Rocco donne un mouchoir à Lilia. Elle a beau se couvrir le nez, ça ne sert strictement à rien.

– Je vais vomir...

L'italien téméraire lui laisse le tuteur de métal qu'il a déterré.

– Reste-là, je peux y aller tout seul. Redis-moi juste où c'est.

– T'es sûr ? Je ne sais pas, je... à choisir je préfère supporter cette puanteur plutôt que d'attendre ici, affirme Lilia en lui rendant l'arme.

Lilia s'engouffre dans le couloir pour lui ouvrir la voie. Ils progressent vite, les murs bétonnés s'animent de leurs ombres élastiques.
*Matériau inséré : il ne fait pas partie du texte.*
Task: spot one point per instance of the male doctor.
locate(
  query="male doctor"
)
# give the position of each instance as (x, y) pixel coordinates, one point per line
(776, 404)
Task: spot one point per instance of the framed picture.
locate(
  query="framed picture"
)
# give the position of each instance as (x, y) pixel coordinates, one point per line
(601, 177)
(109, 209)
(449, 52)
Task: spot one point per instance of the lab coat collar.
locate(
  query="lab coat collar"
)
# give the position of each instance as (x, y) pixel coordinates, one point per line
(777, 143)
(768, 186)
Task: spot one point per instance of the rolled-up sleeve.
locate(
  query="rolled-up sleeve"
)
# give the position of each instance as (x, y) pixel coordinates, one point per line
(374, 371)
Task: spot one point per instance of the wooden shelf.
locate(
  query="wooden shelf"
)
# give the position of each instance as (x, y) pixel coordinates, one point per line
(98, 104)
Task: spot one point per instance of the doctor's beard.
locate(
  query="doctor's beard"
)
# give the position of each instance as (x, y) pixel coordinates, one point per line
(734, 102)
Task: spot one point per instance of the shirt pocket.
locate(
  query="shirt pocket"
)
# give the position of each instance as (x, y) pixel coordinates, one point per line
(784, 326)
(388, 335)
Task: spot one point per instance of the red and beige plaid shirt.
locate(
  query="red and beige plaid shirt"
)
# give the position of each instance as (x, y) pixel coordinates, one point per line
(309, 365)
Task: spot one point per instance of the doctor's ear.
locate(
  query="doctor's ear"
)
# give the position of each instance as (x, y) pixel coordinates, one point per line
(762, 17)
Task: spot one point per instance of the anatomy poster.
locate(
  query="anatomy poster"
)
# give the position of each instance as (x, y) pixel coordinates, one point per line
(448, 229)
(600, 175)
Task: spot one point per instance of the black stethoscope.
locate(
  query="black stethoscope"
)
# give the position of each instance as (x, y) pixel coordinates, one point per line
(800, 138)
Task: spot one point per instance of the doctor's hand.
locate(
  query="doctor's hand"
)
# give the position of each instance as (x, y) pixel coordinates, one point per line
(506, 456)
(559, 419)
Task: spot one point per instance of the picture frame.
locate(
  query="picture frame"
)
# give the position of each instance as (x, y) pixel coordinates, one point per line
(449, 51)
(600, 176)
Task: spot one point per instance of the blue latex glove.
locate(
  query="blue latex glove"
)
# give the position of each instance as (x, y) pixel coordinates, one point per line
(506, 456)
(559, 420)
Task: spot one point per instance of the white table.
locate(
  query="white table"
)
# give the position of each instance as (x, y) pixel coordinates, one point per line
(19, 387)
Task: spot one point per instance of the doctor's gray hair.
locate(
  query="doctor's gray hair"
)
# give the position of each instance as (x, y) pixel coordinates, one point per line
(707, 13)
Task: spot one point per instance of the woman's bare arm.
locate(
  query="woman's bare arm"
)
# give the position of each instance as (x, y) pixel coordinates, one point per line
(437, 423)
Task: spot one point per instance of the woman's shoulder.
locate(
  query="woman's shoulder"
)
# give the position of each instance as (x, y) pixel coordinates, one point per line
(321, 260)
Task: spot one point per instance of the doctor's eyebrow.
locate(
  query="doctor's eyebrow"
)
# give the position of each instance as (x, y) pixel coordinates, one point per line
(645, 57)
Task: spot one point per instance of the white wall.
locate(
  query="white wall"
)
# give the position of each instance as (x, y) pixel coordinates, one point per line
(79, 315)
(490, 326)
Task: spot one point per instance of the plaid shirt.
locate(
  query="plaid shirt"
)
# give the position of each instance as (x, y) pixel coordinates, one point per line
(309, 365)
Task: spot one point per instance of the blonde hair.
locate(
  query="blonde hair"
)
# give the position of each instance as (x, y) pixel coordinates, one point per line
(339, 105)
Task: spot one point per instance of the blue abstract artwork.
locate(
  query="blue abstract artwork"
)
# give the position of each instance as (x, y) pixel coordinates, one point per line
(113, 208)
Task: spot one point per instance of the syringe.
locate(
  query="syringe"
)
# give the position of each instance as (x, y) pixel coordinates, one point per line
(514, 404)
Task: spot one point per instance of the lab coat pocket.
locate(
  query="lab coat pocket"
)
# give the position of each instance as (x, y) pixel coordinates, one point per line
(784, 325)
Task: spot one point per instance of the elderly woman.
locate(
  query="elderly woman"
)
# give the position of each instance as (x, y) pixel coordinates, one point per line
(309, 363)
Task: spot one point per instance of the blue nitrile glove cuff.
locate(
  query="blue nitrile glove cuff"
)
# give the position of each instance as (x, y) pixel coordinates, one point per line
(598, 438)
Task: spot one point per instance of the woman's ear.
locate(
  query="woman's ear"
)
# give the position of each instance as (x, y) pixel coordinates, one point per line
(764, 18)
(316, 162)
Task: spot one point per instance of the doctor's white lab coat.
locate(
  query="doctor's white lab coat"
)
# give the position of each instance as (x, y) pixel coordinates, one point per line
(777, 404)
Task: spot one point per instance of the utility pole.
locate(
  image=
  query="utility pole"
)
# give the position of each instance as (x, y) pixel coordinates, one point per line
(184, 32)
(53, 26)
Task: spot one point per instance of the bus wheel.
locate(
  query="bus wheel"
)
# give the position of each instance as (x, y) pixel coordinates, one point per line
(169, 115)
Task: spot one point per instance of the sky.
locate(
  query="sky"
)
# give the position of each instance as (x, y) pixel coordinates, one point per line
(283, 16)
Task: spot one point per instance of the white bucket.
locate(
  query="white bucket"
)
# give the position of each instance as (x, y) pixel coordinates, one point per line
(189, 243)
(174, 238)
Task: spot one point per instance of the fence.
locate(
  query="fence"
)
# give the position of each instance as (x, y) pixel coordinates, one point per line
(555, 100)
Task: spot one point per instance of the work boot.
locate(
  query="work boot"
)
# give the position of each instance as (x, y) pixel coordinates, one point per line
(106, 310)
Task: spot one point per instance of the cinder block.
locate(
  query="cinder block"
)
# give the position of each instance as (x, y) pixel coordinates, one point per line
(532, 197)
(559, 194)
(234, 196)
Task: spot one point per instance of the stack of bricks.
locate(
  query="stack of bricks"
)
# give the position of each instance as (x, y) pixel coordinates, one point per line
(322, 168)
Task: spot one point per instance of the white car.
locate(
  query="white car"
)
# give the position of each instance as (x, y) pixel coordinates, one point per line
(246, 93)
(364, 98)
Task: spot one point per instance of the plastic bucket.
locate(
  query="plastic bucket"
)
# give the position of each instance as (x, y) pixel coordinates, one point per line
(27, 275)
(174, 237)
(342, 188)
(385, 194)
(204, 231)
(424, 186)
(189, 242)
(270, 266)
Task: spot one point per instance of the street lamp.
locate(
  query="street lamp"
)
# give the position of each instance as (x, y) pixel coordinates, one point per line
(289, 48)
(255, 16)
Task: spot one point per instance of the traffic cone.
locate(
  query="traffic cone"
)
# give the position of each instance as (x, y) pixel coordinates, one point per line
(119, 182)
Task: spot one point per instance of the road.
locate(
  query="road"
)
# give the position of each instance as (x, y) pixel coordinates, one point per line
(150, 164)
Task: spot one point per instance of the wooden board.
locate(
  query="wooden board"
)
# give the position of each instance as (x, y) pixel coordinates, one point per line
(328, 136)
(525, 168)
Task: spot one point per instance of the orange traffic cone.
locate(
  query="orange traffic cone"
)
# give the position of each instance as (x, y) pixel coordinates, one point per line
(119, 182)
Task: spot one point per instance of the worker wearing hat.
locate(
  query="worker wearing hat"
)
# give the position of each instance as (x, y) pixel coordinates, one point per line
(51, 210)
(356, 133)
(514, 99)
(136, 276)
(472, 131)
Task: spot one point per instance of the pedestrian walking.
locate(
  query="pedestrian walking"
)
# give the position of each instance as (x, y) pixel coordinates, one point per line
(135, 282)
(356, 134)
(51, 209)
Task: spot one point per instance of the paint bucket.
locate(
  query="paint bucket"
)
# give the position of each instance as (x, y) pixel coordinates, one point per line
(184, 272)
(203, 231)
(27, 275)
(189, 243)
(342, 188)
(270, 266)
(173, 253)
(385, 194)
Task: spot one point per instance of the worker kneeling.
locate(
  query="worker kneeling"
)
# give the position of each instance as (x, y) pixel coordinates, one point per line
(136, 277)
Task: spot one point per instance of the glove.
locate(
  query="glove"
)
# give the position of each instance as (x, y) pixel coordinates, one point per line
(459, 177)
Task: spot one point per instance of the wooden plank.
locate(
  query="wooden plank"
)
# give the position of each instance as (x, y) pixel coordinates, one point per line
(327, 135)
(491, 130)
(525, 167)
Lorsqu'ils entrent dans la salle de la technique et du son, l'absence de fenêtre les contraints à réveiller les néons blafards. 

– C'est dans la pièce à côté ! précise Lilia.

– La puanteur parle d'elle-même...

Mais ils restent à regarder ce que filment les caméras.

– Où tu te caches ? siffle Rocco entre ses dents.

Le cri d'effroi de Lilia brise le silence.

– Diane ! Achille ! Là...

Tremblante, elle approche son index de l'écran qui révèle les corps inanimés, baignés dans leur sang.

– Où sont les autres, pitié, où sont les autres ?

Elle n'a pas le temps de chercher, Rocco la saisit par les épaules :

– On va chercher ce putain de téléphone !

C'est au même moment qu'un bruit se fait entendre juste à côté.

– Quoi encore ?

– C'est lui... c'est lui...

Lilia sent le souffle lui manquer. Rocco lui fait signe de se taire, posant son doigt sur sa bouche. Il avance comme si le sol était miné. Approchant d'une armoire de rangement, il demande à Lilia de s'y cacher.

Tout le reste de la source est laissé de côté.